Digne héritière du stéréotype de la diva chaotique façon Meryl Streep dans La Mort vous va si Bien, Hahn démontre aussi une certaine intelligence de jeu dans l'épisode consacré à son fils, qui remet en perspective certains des choix opérés tout au long de la saison. On en revient au fameux paradoxe : la série est capable de se prendre au sérieux quand elle le veut bien. Aussi, le reste de la saison n'est pas un accident ou une farce mal calculée.

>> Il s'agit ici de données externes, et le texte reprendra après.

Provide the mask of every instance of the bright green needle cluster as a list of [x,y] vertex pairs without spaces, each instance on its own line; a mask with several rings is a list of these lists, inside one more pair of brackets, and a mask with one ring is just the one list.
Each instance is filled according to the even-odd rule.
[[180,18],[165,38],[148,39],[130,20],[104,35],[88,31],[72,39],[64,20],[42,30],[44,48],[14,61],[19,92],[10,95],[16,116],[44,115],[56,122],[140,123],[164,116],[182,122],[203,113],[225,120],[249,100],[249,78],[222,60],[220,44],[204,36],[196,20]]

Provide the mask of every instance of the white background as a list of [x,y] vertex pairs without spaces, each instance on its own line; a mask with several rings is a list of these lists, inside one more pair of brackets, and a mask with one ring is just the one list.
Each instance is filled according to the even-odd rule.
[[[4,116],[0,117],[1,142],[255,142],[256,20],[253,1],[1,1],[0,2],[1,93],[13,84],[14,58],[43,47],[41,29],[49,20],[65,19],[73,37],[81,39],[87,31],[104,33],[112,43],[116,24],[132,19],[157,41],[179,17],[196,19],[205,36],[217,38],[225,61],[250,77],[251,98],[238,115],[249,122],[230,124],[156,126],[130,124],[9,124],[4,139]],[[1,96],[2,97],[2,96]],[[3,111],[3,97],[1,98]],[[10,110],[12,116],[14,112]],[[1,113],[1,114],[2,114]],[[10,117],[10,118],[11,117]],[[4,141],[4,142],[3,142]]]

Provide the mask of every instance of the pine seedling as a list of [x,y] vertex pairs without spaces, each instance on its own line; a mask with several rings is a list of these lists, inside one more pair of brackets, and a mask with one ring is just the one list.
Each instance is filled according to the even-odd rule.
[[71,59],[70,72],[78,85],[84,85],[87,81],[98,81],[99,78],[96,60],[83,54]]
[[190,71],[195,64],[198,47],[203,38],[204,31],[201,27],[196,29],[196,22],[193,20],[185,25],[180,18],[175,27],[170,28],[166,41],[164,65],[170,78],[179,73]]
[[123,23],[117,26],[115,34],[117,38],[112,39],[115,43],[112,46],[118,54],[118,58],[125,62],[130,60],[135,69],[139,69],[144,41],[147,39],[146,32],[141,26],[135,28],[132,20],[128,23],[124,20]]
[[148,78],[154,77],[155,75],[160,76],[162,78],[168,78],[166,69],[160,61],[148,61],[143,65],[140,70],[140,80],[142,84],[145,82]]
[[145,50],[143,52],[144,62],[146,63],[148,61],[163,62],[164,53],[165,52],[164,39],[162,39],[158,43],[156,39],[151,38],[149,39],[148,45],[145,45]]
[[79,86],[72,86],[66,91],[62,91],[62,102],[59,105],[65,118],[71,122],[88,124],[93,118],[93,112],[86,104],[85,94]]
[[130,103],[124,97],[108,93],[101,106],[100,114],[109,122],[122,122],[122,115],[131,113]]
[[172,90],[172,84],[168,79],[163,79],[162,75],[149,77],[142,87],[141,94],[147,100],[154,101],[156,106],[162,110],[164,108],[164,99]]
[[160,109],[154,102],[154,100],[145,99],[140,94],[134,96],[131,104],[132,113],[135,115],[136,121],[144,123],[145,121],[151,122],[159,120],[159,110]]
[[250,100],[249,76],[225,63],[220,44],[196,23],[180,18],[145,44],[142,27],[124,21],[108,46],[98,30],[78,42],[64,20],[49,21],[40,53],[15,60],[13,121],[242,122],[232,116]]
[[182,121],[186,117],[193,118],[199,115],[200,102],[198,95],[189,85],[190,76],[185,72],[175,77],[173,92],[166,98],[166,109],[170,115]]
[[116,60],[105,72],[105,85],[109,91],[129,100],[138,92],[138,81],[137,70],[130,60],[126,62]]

Tous les résultats obtenus sont le produit d'un choix réfléchi, pour rendre hommage aux comédies fantastiques des années quatre-vingt, profiter de cette idée d'une série un peu fauchée pour mettre l'accent sur les interactions entre les personnages plutôt que sur les effets spéciaux, et construire des dialogues un peu plus barges, un peu moins "canoniques", pour aboutir à une identité qui cherche à diverger de la norme des produits Marvel Studios. En somme, un bordel, oui, mais un bordel joyeux.
Cette note d'intention se remarque jusque dans le générique, constellé de références aux grandes sorcières de l'histoire réelle comme de la culture pop', avec un morceau de musique différent à chaque épisode pour embrasser cette idée d'un propos volontairement référentiel et positivement chaotique. La chanson qui porte toute la série devient le dernier moteur allégorique qui remet cette curieuse promenade dans le bon ordre, et assure à Agatha All Along une certaine crédibilité thématique : Jac Schaeffer a été au bout de son idée et de son propos sur le deuil, et le chemin pour en arriver là ne ressemble pas vraiment au reste des productions de l'usine Kevin Feige. En somme, il faudrait considérer la série comme le produit de son autrice, une suite logique et cohérente avec WandaVision, qui travaille les mêmes personnages, les mêmes thématiques, en bougeant simplement quelques curseurs ici ou là. On aurait pu penser que la série VisionQuest allait logiquement fermer la marche, mais il faudra peut-être attendre encore un peu pour le grand retour de Schaeffer, et une éventuelle conclusion dans cette trilogie de sorcières endeuillées.
Curieuse sortie sur le papier, Agatha All Along réussit là où d'autres séries ont échoué auparavant : pour une fois, le produit ne manque pas d'identité. Au contraire. Et c'est peut-être même justement cette identité qui pose question. Plutôt que de trancher pour un feuilleton automatique, fade et consensuel, avec la quantité habituelle de fonds verts et de combats chorégraphiés, Jac Schaeffer a opté pour une lecture d'autrice. Fan du cinéma fantastique des années quatre-vingt dans les bons comme dans les mauvais souvenirs, tout à fait consciente du potentiel de ses actrices une fois laissées en roue libre, celle-ci a accouché d'une série un peu plus dégingandée et fofolle que d'habitude, en n'oubliant rien de ses propres thématiques et de l'idée de produire une série légitime à WandaVision. Avec son air de série de la Trilogie du Samedi, ses épisodes façon monstre de la semaine, son côté fait main et bouts de ficelle, les envolées lyriques de Kathryn Hahn et les renversements de perspective (parfois) inattendus, Agatha All Along est finalement un objet assez intéressant, compromis réussi entre une vision tranchée et une commande de studio, sur lequel on sent une équipe qui s'est bien amusée et des scénaristes qui se sont fait plaisir. Maintenant, c'est aussi le principe des produits de niche : il faut adhérer à la formule. De gré ou de force, Schaeffer est toutefois la seule créatrice à avoir eu le droit à un tel degré de liberté (à deux reprises) dans l'appareil productif de Marvel Studios. Espérons que ça dure.